As with all technological advancements, history will not likely repeat itself with Web Design, but that doesn’t mean we can’t learn from the past. “Vintage” is not a compliment when referring to your Web Site. Beginning in the 60’s, the Internet was created as a means to transfer information from scientists to military personnel via telephone lines. The 1990’s brought mass usage of this thing called the Internet. It just took a few years for us to learn how to harness its power. Where art thou, Netscape?

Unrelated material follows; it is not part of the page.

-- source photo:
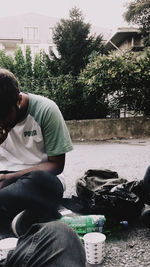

At the start, Web design was basic HTML (hyper text markup language) coding because it allowed Sites to link up. It wasn’t fancy, but it had possibilities. These Web Sites, called first generation sites, contained limited graphics and linear layouts. Here is an example of a first generation Site. Slower modems could more easily transfer the information. Second generation Web Sites are probably what most of us think of when we reference 90’s style design. Here is an example of a second generation Site. It wasn’t until the third generation of Web design that Site had colorful backgrounds and animation. HTML was gradually becoming more and more complex when CSS (cascading style sheets) became available.
We have currently entered what is being called the fourth generation of Web design. Web Sites have every possibility to be a unique creation through tools such as XML, Java, and Flash. Designers can now add small programs with little effort to their Sites or add interactive elements such as videos, games, and other inclusions. There is software to create templates and designs. There are a wealth of products and information to create a professional and well-designed Web Site. Now, we are able to focus on content, readability, flow, and other aspects of Web design that make the user experience positive and informative.
So, HTML, thanks for everything you did in laying the foundation for our tools today.